The rest of the club’s shares will be divided between a company belonging to businesswoman Amanda Staffeli (who plays the role of broker in the deal), and Robin Brothers, which is owned by Britain’s second richest family.
In this context, the newspaper "Daily Mail" revealed that the Premier has sent a long list of questions to the group led by the Saudi Investment Fund to answer all these matters, so that the persons responsible for approving this deal evacuate their responsibility from any subsequent problems or legal claims.
The English Premier League laws prohibit the completion of acquisition deals for parties convicted of crimes in Britain or abroad, and prospective owners are also required to provide false, misleading or inaccurate information.
It is noteworthy that the Premier League Chief Executive (Premier League) Richard Masters expressed - a few days ago - his strong sympathy for Khadija Genghis, the sermon of Saudi journalist Jamal Khashoggi who was killed in his country's consulate in Istanbul in late 2018.
It is the first time that the Premier League has revealed that he is looking into allegations of human rights violations as part of a routine examination of owners and managers before agreeing to an offer to sell a Premier League club.
Genghis warned for the first time last April the risk of allowing a Gulf sovereign fund to buy the club, and that it would be a "great stigma" affecting the reputation of the richest league in the world and Britain as a whole, and her lawyer has contacted with Masters twice asking him to stop the deal.

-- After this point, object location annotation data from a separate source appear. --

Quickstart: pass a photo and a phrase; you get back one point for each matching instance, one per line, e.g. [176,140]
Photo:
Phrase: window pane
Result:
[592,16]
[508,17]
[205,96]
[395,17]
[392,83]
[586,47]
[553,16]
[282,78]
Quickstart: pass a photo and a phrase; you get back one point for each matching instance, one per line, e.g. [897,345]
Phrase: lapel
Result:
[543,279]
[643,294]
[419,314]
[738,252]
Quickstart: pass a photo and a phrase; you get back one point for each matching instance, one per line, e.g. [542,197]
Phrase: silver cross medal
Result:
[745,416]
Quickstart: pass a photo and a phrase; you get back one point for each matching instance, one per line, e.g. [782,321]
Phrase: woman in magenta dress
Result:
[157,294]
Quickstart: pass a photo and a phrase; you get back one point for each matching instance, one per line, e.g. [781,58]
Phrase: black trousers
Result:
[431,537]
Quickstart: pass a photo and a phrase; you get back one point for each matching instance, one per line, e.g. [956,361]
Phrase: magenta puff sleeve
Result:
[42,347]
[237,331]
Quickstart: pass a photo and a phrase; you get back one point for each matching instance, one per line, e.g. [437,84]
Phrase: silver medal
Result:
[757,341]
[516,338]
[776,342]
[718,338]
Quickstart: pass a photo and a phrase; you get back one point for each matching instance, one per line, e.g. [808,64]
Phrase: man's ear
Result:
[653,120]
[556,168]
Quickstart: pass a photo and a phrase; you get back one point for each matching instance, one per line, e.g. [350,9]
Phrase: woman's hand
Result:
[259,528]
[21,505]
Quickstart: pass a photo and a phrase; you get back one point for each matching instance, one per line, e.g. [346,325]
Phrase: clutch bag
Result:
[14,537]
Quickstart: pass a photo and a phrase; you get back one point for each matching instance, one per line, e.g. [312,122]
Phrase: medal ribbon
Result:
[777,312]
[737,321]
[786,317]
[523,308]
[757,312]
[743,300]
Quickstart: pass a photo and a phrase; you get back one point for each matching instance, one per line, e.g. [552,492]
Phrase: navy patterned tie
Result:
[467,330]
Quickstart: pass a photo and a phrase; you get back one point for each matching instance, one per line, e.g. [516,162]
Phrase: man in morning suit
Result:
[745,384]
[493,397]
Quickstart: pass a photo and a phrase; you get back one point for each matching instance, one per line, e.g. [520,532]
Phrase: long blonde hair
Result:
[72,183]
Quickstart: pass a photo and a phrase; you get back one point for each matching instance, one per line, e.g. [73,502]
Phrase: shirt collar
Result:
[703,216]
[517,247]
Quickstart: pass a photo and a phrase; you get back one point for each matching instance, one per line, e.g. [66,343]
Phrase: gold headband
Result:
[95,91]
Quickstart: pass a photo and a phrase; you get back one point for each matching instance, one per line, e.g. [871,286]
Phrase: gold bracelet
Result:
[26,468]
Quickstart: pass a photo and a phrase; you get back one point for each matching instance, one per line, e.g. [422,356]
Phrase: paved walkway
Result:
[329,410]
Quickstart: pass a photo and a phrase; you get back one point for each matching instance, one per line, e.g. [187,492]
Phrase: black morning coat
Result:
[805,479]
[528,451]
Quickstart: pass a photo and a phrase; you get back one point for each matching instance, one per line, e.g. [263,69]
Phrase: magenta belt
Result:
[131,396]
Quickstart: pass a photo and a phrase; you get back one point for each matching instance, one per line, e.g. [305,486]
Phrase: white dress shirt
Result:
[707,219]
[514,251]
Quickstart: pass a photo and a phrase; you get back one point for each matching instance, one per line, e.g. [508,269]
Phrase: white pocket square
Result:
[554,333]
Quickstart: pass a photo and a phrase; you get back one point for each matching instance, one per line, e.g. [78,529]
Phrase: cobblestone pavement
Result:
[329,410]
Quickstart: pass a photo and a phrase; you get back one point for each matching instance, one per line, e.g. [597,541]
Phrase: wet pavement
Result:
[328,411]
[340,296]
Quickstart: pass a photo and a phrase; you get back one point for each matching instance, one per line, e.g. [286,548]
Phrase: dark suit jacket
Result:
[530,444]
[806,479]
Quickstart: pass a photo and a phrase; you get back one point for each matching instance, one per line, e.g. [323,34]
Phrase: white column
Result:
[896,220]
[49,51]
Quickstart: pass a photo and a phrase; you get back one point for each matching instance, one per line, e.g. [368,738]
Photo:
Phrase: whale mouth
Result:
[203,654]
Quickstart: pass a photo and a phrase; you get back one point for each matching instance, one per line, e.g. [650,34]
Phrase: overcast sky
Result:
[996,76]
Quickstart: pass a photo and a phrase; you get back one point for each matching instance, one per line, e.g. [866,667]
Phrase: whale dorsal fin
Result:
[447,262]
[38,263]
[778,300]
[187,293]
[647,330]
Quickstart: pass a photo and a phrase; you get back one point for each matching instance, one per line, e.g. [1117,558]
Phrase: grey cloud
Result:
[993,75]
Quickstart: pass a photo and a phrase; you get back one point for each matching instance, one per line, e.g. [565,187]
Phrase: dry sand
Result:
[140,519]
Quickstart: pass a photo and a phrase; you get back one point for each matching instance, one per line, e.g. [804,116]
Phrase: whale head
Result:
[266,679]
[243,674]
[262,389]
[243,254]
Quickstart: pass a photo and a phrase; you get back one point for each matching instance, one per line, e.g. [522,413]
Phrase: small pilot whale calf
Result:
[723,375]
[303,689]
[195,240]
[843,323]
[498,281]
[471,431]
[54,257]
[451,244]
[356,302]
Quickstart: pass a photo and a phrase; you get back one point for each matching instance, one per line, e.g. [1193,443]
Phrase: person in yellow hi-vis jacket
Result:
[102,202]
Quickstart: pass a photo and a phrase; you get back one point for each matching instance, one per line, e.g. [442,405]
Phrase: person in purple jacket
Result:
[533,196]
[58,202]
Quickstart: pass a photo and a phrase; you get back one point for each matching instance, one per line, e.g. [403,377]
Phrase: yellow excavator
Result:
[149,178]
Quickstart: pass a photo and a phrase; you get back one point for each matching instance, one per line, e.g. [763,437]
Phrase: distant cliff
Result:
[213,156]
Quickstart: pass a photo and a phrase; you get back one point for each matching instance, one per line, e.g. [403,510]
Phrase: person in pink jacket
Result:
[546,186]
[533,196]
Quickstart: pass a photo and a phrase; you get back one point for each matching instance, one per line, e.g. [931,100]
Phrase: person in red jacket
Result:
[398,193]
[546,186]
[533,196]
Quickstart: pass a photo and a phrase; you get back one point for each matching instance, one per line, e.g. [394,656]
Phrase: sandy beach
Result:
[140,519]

Khashoggi’s former fiancée accused the Saudi crown prince, whom the United Nations and US intelligence considered directly involved in the killing of Khashoggi, “of using sport in a strategic way to restore his severely damaged image.”
Amnesty International also asked the Premier League to block the deal, saying that Mohammed bin Salman was involved in a "comprehensive human rights crackdown," while other parties warned of Saudi Arabia's attempts to bleach its image through sports investments.